"See the pyramids across the Nile..." Ah, they don't write songs like that anymore. But enough of this reminiscing, here's a two-part text-only PAW'd adventure, though that versatile utility hasn't been employed to the full. The author's certainly used his imagination however, as he's set this game in ancient Egypt and filled it full of convincing background detail.
A bit more thought should have gone into the packaging, as there's nothing other than loading instructions, although the VOCAB command within the game gives you a list of verbs you might try. I'd have liked to know, for example, what the format of the TALK TO command was, and also whether there was a RAM SAVE feature. The various inputs I tried only produced a save-to-tape.
The game itself takes about 40 days and 40 nights to load, but when it does you find yourself staring at one of those hard-to-read olde worlde fonts. You also discover that you're floating on the River Nile in a basket, and you're a baby. Goo-goo. Oops, one intro screen later and you've grown up to become an Egyptian prince - trouble is you decide you're not cut out for the job. That reminds me of a joke but we'd better not repeat it here.
Into the game proper and you're standing on the river bank. Fine, I always fancied visiting Egypt, but what am I meant to be doing? Never mind, adventures are where you find it, so let's go look for some. First we find that the vocabulary's a bit limited. You've an ID card in your pocket (in ancient Egypt?), but you can't read it or examine it.
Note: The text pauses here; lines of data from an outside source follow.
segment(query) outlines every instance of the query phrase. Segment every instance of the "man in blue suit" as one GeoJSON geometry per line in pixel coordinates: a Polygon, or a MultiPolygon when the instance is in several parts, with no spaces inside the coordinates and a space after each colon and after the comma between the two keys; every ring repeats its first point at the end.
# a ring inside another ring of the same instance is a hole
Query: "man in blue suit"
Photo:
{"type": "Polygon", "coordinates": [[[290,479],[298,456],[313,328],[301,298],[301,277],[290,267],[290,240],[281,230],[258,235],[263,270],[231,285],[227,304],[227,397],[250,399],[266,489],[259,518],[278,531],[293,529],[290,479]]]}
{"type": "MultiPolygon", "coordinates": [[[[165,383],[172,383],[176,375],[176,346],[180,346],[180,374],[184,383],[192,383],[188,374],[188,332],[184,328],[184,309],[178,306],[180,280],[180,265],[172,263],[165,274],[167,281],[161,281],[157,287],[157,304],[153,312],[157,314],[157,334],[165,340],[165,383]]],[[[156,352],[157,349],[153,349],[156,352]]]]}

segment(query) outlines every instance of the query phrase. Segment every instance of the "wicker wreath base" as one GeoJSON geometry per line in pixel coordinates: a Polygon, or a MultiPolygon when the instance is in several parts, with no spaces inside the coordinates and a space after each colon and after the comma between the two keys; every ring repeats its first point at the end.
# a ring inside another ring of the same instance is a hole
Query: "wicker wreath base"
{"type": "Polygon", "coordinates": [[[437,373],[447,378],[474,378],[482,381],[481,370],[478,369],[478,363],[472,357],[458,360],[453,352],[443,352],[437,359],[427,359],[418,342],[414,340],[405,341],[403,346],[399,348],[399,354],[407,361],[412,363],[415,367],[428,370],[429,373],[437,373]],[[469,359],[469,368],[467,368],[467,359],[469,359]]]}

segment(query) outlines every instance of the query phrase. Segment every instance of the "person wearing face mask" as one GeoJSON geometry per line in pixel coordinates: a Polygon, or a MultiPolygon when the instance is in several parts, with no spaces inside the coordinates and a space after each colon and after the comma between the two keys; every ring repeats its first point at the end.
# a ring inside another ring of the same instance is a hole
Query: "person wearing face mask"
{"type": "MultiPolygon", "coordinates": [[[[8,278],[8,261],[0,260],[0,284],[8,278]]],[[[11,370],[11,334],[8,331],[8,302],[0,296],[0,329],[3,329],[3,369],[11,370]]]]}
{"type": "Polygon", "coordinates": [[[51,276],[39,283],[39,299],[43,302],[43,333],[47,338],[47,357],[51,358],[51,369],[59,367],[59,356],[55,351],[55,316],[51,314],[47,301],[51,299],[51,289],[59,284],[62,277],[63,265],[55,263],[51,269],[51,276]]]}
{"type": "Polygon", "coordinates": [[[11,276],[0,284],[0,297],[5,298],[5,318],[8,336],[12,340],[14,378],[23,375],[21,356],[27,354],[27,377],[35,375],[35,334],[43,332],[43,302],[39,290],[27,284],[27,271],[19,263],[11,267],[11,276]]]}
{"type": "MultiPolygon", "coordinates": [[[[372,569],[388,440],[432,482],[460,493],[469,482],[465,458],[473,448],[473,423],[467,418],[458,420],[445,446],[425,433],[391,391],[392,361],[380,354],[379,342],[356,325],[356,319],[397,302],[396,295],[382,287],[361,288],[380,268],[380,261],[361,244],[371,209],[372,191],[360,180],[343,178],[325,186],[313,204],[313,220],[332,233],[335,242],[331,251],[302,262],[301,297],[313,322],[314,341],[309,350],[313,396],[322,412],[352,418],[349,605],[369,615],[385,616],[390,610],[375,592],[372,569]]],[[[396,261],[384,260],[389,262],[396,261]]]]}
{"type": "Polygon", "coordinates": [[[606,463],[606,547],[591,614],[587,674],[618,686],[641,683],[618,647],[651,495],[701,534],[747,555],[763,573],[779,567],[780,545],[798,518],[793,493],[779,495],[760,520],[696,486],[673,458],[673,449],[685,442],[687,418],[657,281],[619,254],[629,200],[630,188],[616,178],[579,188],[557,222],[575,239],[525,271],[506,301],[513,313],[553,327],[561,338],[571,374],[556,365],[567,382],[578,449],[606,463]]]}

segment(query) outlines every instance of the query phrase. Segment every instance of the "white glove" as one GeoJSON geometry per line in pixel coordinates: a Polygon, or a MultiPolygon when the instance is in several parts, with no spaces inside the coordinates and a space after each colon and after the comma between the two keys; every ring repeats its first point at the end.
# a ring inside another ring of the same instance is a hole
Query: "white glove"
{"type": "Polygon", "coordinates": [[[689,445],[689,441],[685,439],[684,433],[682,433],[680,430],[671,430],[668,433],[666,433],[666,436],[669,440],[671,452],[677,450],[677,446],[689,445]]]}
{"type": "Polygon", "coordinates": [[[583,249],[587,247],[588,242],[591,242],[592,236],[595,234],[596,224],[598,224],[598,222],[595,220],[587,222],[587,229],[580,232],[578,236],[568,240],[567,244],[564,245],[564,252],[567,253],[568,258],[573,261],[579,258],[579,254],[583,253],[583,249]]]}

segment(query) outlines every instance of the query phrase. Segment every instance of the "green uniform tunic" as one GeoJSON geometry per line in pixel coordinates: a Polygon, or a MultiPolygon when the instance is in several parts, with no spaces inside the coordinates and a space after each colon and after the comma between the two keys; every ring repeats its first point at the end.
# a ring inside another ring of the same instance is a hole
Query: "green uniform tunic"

You can't EXAMINE NOTICE BOARD or READ BOARD, you can only READ NOTICE BOARD, that kind of thing.
The Plagues Of Egypt is not the type of game in which you move two locations in any direction and come across a problem. You can wander around a great deal at the start, but eventually you should get back to your own room in the palace and discover just what the adventure's all about. And, lo and behold, you realise that you're not a true Egyptian at all, but "part of the Hebrew nation chosen by God to perform a special mission. You feel that you have some part in freeing them from their present hideous existence".
That existence is all around you, everywhere you look, and the author misses no opportunity to spell it out - "You are at the southern edge of the main Egyptian town of Memphis. There are many exciting shops here full of luxury items which most Egyptians can afford to buy as a result of profits made from the exploitation of the Hebrew people." If you get across the River Nile on the regular ferry service you see more exploitation, as the Hebrew slaves are badly mistreated while forced to build yet more Egyptian temples.
The atmosphere's good, you really feel you're there, and you also get quite involved in the plight of the downtrodden people. It's refreshing to find an adventure that attempts to deal with a real problem rather than just let you amass treasure or commit GBH on dragons.
The trouble is the adventure itself isn't very well designed. You spend far too long looking for something to do, and then when you do you have to trek back and forth across vast distances to try to sort things out. It's like finding a bronze key and consulting your map to discover that the bronze door is 837 locations away.
With a bit of play-testing by avid adventurers, this could have turned into a terrific little game. I wanted to like it more (honest), and it's still better than a bite on the bum from a plague of locusts, but basically a standard no-frills and few-thrills game.